Now, you might say isn't this inefficient? If we have, say, 4 workers, we put each on 5 days, and then we repeat that sequence 1000 times; that makes a sequence with 5 x 4 x 1000 = 20000 items, but we only need the first 30.
Do you see what is wrong with that logic?
LINQ sequences are constructed lazily. Because of the Take(30) we never construct more than 30 pairs in the first place. We could have repeated it a million times; doesn't matter. You say Take(30) and the sequence construction will stop constructing more items after you've printed 30 of them.
But don't stop there. Ask yourself how you can improve this code further.
The bit with the days as integers seems a bit dodgy. Surely what you want is actual dates.
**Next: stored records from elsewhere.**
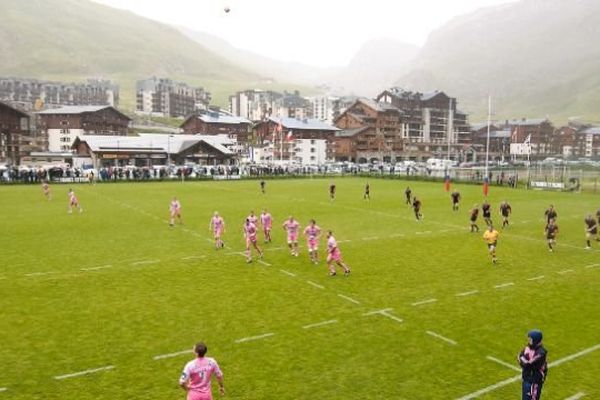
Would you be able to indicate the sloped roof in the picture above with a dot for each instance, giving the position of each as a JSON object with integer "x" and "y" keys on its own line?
{"x": 154, "y": 143}
{"x": 67, "y": 110}
{"x": 304, "y": 124}
{"x": 350, "y": 132}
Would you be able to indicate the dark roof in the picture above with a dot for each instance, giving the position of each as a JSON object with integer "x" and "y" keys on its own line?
{"x": 67, "y": 110}
{"x": 350, "y": 132}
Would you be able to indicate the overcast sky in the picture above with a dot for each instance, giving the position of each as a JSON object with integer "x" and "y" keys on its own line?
{"x": 317, "y": 32}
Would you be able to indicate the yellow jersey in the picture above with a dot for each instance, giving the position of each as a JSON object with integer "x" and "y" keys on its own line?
{"x": 491, "y": 236}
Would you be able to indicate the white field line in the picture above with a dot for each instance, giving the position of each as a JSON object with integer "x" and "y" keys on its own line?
{"x": 329, "y": 322}
{"x": 250, "y": 338}
{"x": 97, "y": 268}
{"x": 472, "y": 292}
{"x": 145, "y": 262}
{"x": 566, "y": 271}
{"x": 170, "y": 355}
{"x": 508, "y": 381}
{"x": 535, "y": 278}
{"x": 315, "y": 285}
{"x": 576, "y": 396}
{"x": 86, "y": 372}
{"x": 504, "y": 363}
{"x": 350, "y": 299}
{"x": 445, "y": 339}
{"x": 420, "y": 303}
{"x": 40, "y": 273}
{"x": 192, "y": 257}
{"x": 504, "y": 285}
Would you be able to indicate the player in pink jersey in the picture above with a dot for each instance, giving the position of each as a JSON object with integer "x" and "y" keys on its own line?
{"x": 218, "y": 227}
{"x": 175, "y": 209}
{"x": 313, "y": 233}
{"x": 334, "y": 255}
{"x": 196, "y": 376}
{"x": 46, "y": 189}
{"x": 250, "y": 232}
{"x": 292, "y": 227}
{"x": 73, "y": 202}
{"x": 267, "y": 223}
{"x": 253, "y": 218}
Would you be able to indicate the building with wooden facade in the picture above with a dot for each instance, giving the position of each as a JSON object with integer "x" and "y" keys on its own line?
{"x": 60, "y": 126}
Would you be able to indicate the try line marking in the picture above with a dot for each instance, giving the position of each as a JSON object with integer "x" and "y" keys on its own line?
{"x": 331, "y": 321}
{"x": 445, "y": 339}
{"x": 508, "y": 381}
{"x": 503, "y": 363}
{"x": 350, "y": 299}
{"x": 86, "y": 372}
{"x": 178, "y": 353}
{"x": 250, "y": 338}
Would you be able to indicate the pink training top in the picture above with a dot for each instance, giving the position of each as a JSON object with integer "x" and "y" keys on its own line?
{"x": 217, "y": 223}
{"x": 266, "y": 220}
{"x": 312, "y": 232}
{"x": 250, "y": 231}
{"x": 331, "y": 244}
{"x": 291, "y": 226}
{"x": 198, "y": 372}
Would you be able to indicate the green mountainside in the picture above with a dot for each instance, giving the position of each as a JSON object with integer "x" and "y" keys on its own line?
{"x": 77, "y": 39}
{"x": 536, "y": 58}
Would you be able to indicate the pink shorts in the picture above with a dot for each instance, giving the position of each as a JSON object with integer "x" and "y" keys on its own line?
{"x": 336, "y": 255}
{"x": 198, "y": 396}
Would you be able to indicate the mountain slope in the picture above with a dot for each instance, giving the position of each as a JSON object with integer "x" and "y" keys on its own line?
{"x": 535, "y": 57}
{"x": 75, "y": 39}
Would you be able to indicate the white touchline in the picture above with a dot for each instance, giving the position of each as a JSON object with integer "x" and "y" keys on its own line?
{"x": 535, "y": 278}
{"x": 145, "y": 262}
{"x": 39, "y": 273}
{"x": 177, "y": 353}
{"x": 507, "y": 365}
{"x": 508, "y": 381}
{"x": 467, "y": 293}
{"x": 97, "y": 268}
{"x": 247, "y": 339}
{"x": 419, "y": 303}
{"x": 315, "y": 285}
{"x": 445, "y": 339}
{"x": 86, "y": 372}
{"x": 566, "y": 271}
{"x": 504, "y": 285}
{"x": 350, "y": 299}
{"x": 331, "y": 321}
{"x": 576, "y": 396}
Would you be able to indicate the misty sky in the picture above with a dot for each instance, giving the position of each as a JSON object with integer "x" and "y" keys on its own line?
{"x": 316, "y": 32}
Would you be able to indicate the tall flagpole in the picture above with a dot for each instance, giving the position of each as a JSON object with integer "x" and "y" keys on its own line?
{"x": 487, "y": 142}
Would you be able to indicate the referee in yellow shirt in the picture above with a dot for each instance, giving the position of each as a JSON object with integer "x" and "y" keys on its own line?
{"x": 491, "y": 238}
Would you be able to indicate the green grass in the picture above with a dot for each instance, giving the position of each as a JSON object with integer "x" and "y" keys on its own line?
{"x": 69, "y": 320}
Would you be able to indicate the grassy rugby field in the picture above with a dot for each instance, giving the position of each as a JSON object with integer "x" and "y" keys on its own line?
{"x": 118, "y": 296}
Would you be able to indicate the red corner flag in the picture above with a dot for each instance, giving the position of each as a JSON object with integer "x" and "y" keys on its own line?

var start = new DateTime(2017, 1, 1);
And now instead of selecting out numbers, we can select out dates:
...
.Select((worker, index) => new { Worker = worker, Day = start.AddDays(index)})
...
What are the key takeaways here?
Rather than messing around with loops and weird arithmetic, just construct queries that represent the shape of what you want. What do you want? Repeat each worker n times. Great, then there should be a line in your program somewhere that says Repeat(worker, n), and now your program looks like its specification. Now your program is more likely to be correct. And so on.
Use the right data type for the job. Want to represent dates? Use DateTime, not int.
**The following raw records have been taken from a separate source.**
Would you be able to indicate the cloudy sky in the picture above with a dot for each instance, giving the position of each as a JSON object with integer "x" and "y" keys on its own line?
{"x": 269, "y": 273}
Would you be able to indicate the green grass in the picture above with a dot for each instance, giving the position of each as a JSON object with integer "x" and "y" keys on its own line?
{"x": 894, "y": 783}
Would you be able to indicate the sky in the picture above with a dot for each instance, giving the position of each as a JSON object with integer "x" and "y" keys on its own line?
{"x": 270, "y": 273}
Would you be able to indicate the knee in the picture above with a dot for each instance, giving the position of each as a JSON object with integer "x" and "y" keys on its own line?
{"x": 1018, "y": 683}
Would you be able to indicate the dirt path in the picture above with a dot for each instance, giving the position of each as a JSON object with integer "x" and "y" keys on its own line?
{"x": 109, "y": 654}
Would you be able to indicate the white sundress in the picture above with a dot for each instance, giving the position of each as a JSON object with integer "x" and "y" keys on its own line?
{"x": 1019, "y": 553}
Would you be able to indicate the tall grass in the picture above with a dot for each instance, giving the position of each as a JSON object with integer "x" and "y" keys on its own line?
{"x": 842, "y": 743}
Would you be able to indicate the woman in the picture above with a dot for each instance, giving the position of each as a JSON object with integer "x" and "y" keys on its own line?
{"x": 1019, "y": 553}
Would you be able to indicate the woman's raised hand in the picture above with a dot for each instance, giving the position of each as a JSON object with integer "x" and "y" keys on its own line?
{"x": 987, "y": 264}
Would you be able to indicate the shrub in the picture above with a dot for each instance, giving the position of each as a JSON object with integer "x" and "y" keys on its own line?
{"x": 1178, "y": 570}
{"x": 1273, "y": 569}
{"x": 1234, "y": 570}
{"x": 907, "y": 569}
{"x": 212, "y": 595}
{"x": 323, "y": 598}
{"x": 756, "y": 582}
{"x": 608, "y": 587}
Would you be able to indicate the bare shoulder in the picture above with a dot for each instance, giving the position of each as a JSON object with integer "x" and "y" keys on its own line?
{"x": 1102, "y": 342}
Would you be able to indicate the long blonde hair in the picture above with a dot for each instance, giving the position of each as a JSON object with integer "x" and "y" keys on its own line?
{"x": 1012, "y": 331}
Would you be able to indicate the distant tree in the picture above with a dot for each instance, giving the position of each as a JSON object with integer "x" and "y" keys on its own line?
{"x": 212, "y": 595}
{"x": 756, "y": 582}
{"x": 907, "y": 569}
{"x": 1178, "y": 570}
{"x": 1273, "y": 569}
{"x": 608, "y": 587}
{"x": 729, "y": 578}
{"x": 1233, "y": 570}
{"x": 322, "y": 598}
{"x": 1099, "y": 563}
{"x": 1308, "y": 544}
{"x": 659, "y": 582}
I would use a while loop, and use some tracking variables to keep track of which worker you are at and how many clean-times are left for that worker. Something like this:
const int cleanTime = 3; // or 1 or 6
var workers = new [] { "John", "Adam" , "Mark" }
var day = 1;
var currentWorker = 0;
var currentCleanTimeLeft = cleanTime;
while (day <= 30) {
Console.WriteLine("{0};{1}", day, workers[currentWorker].Name);
currentCleanTimeLeft--;
if (currentCleanTimeLeft == 0) {
currentCleanTimeLeft = cleanTime;
currentWorker++;
if (currentWorker >= workers.Length)
currentWorker = 0;
}
day++;
}
A very basic solution, no division or arithmatics required.